In Python, what is the difference between f.readli

2019-03-26 04:34发布

问题:

From both Python2 Tutorial and Python3 Tutorial, there is a line in the midpoint of section 7.2.1 saying:

If you want to read all the lines of a file in a list you can also use list(f) or f.readlines().

So my question is: What is the difference between these two ways to turn a file object to a list? I am curious both in performance aspect and in underneath Python object implementation (and maybe the difference between the Python2 and Python3).

回答1:

Functionally, there is no difference; both methods result in the exact same list.

Implementation wise, one uses the file object as an iterator (calls next(f) repeatedly until StopIteration is raised), the other uses a dedicated method to read the whole file.

Python 2 and 3 differ in what that means, exactly, unless you use io.open() in Python 2. Python 2 file objects use a hidden buffer for file iteration, which can trip you up if you mix file object iteration and .readline() or .readlines() calls.

The io library (which handles all file I/O in Python 3) does not use such a hidden buffer, all buffering is instead handled by a BufferedIOBase() wrapper class.

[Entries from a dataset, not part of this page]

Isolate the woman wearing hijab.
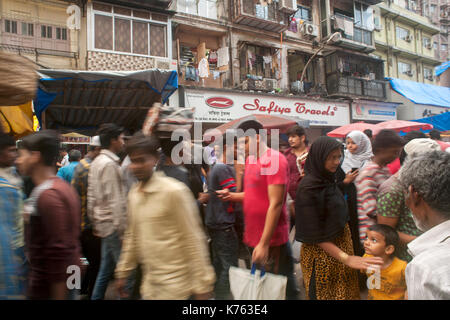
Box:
[295,137,382,300]
[336,131,373,256]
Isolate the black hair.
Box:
[363,129,373,139]
[369,224,400,253]
[126,131,159,157]
[69,149,81,162]
[400,131,427,165]
[238,120,263,134]
[372,129,405,154]
[98,123,123,149]
[429,129,441,140]
[286,124,309,145]
[0,132,16,152]
[19,130,60,166]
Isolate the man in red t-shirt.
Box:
[217,120,298,299]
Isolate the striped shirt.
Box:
[355,160,391,242]
[405,220,450,300]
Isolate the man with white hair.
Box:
[377,138,440,262]
[400,151,450,300]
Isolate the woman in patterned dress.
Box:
[295,137,382,300]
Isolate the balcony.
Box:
[233,0,288,33]
[330,14,375,52]
[327,75,386,99]
[325,52,387,100]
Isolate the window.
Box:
[398,62,412,74]
[430,4,437,15]
[92,3,168,57]
[41,26,53,39]
[294,5,312,21]
[396,26,410,40]
[22,22,34,37]
[5,20,17,34]
[177,0,217,19]
[423,68,433,81]
[56,28,67,40]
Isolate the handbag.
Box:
[229,263,287,300]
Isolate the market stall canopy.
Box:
[0,101,34,138]
[411,111,450,131]
[387,78,450,107]
[34,69,178,135]
[434,61,450,77]
[203,114,309,142]
[376,120,433,132]
[327,122,381,138]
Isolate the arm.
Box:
[318,242,383,270]
[252,184,286,264]
[169,189,215,299]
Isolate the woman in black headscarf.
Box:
[295,137,382,300]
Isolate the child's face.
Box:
[364,230,394,257]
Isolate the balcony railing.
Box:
[331,15,373,46]
[327,74,386,99]
[233,0,288,32]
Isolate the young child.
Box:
[364,224,407,300]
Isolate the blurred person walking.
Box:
[87,123,127,300]
[71,136,101,299]
[116,133,215,300]
[16,130,81,300]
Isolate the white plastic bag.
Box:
[229,264,287,300]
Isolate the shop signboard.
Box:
[185,89,350,126]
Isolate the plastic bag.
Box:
[229,264,287,300]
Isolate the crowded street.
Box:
[0,0,450,304]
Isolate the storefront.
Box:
[352,100,399,122]
[180,88,350,140]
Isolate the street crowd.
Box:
[0,120,450,300]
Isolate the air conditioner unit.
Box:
[263,78,278,91]
[280,0,298,14]
[303,23,319,37]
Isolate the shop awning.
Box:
[411,112,450,131]
[387,78,450,107]
[434,61,450,77]
[34,69,178,135]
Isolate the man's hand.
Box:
[197,192,209,204]
[194,292,213,300]
[116,279,129,299]
[344,170,359,184]
[252,243,269,266]
[216,189,231,201]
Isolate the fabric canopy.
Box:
[434,61,450,77]
[387,78,450,108]
[411,112,450,131]
[34,69,178,136]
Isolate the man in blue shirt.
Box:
[57,150,81,184]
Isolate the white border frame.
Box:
[87,2,172,60]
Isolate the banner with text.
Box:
[185,90,350,126]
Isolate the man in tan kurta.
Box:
[116,134,215,300]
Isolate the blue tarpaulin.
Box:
[434,61,450,77]
[34,69,178,135]
[387,78,450,108]
[411,112,450,131]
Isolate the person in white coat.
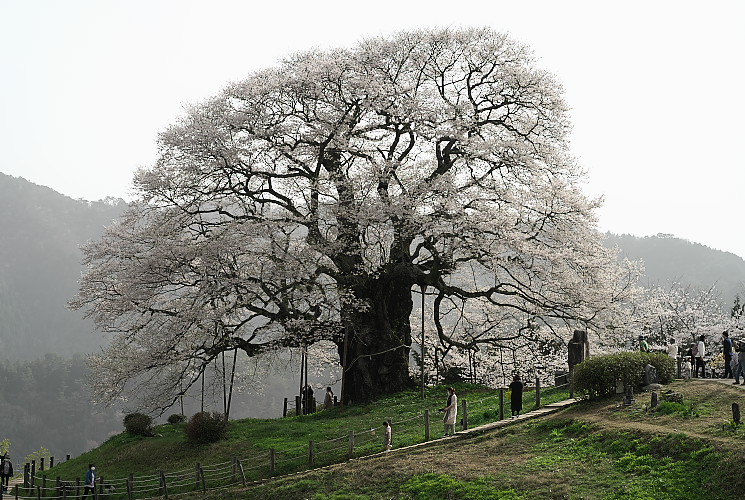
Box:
[442,387,458,436]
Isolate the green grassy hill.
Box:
[18,380,745,500]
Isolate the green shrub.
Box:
[573,352,675,398]
[168,413,186,424]
[124,413,153,436]
[186,411,228,444]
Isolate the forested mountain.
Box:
[606,233,745,309]
[0,173,126,359]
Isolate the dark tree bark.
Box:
[338,270,413,403]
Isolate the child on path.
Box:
[441,387,458,437]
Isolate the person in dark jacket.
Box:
[510,373,523,417]
[82,464,96,500]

In fact, the io.IOBase.readlines() implementation uses the file object as an iterator under the hood anyway, and TextIOWrapper iteration delegates to TextIOWrapper.readline(), so list(f) and f.readlines() essentially are the same thing, really.

Performance wise, there isn't really a difference even in Python 2, as the bottleneck is file I/O; how quickly can you read it from disk. At a micro level, performance can depend on other factors, such as if the OS has already buffered the data and how long the lines are.